3 ay öncesine kadar hiçbir sorunumuz da yoktu. ne zaman iş yerimize yeni bir eleman geldi başka şubeden, o zaman tadımız kaçtı. ilk andan itibaren hep zıt gittiler çocukla. işte kimse için huzur kalmamıştı. bir şekilde hep kıl gidiyorlardı ve ikisi de birbirine karşı tutarsızdı. ortayı bulmak için, ortamı yatıştırmak için çok çaba sarfettim ama olmadı. eleman iyi biriydi. ya da ben öyle sanıyordum. sevgilimin olmadığı zamanlarda elemanla içmeye falan da gidiyorduk. sevgilim önceleri birlikte takılmamıza kızıyordu, sonra bir şey dememeye başladı. buna şaşırsam da iyiye işaret sanmıştım. sonra da eleman hakkında sorular soruyordu.

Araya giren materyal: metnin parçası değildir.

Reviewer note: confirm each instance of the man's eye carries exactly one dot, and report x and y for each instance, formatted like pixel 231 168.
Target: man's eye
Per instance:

geçen hafta yine kötü tartıştılar. herkesin sinirleri gerildi. müdür de ikisine ceza olarak mesai verdi. birikmiş işleri bitirmek üzere ikisi de mesaiye kalacaktı hep. geçen 2 gün ailevi sebeplerden dolayı sevgilime sürpriz yapıp işten almak istedimse de ailevi sebeplerden dolayı yapamadım. ama bugün işe gittim. şubenin anahtarı çok az kişide vardır. biri de bende. sürpriz olsun diye haber vermedim. elimde çiçek ve çalışan iki huysuza çikolata alıp, yanında kırmızı şarapla şubeden sessizce içeri girdim. üst kata doğru merdivenleri çıkarken önce kavga ediyorlar sandım. bir an elemanın sevgilime zarar verdiğini düşündüm. kan beynime sıçradı. sinirden titredim. daha hızlı çıkarken merdivenleri o andan sonra, seslerin kavga sesi olmayabileceğini anladığım anda o sinirden titreme kendini hüzün uçurumunun kenarında intiharı bekleyen bir berduş suskunluğuna büründü. içimden "hayır" diye sessiz dualar ettim. merdivenlerin sonuna doğru seviştiklerini anladım ama bir şey beni yanıltsın, mucizevi bir şekilde saçmalamış olmama sevineyim istedim. son adımı atmadan önce durdum. sonra gücümü toplayıp son bir nefes alarak oldukları yöne yöneldim.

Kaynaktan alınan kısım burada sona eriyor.